In case of a clerical error, they were not allowed to correct the mistake. That part of the scroll had to be buried.
As a result of the accurate way of copying only very few clerical errors are known of the Old Testament. This was evidently proved when in 1947 the ‘Dead Sea Scrolls’ were found. These are scrolls, hidden during the Jewish revolt (about 70 years after Christ) in the caves of Qumran (about 12 km south of Jericho). Comparing the Dead Sea Scrolls and the oldest Bible texts still existent, hardly any difference in the texts was found. This means almost no clerical errors in a period of 10 centuries.
The distribution of the Bible
The fact that the tradition of the Bible was so accurate, does not mean that the Bible is distributed over the whole world. If distribution depended on the Jewish scholars, it would not have happened. The Bible was copied accurately for the descendants of their own people. The historical notice that they are God’s chosen people, was (and is) deep-rooted in them. The fact that the Word of God is distributed over the whole world is because of the Lord’s missionary order: “Go ye therefore, and teach all nations, baptizing them in the name of the Father, and of the Son, and of the Holy Ghost: Teaching them to observe all things whatsoever I have commanded you” (Matt. 28:19).
This missionary order has been practiced by the disciples and later by Paul. Paul even tells his ‘strategy’: To the Jew first and also to the Greek. Besides this order he also went to places where no one else had brought the Gospel (Rom. 15:20).
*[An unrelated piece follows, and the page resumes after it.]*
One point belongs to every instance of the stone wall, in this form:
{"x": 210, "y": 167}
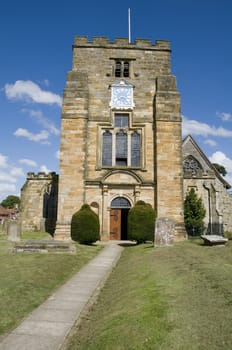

Others took over the work of Paul and the other apostles. They went through the whole Roman Empire and even after the fall of the Roman Empire, the Gospel kept on spreading. Next to the oral spreading of the Gospel, also the spreading in writing started. For this, as in oral preaching, translation was needed. For the Bible was written in Hebrew (Old Testament) and Greek (New Testament). A Greek translation of the Old Testament was already available. Jewish scholars in the Diaspora had finished this ‘Septuagint’ in the second century before Christ. One of the first translations of the whole Bible was the translation into Latin, the language of the Romans. This translation was made by Hieronymus and is called the ‘Vulgate’. It has been used for ages in the Roman-Catholic church. For centuries, the Roman-Catholic church did not consider translation of the Bible into other languages to be advisable. Not until the 14th century, John Wycliffe in England dared to translate the Bible in a different language then Latin. Later on, Erasmus followed, who translated the Bible in Latin again, and Luther, who translated the Bible into German. Since the Reformation the Bible has been translated into the language of every country where the Word is brought.
The Society for Distributing Hebrew Scriptures, co-operating closely with ‘Israël en de Bijbel’, has its unique position amongst the many Bible societies. For the SDHS publishes bilingual Bibles, for distribution among the Jewish people. On the one page of this Bibles you see the Hebrew text and on the opposite page the text in the language of the country where the Bibles are given away. The Bibles are available in the following languages:
Tanakhs: Hebrew-English, Hebrew-Russian, Hebrew-French and Hebrew-Hungarian.
New Testaments: Hebrew-Arabic, Hebrew-Dutch, Hebrew-English, Hebrew-French, Hebrew-German, Hebrew-Hungarian, Hebrew-Portuguese, Hebrew-Romanian, Hebrew-Russian, Hebrew-Spanish and Hebrew-Yiddish.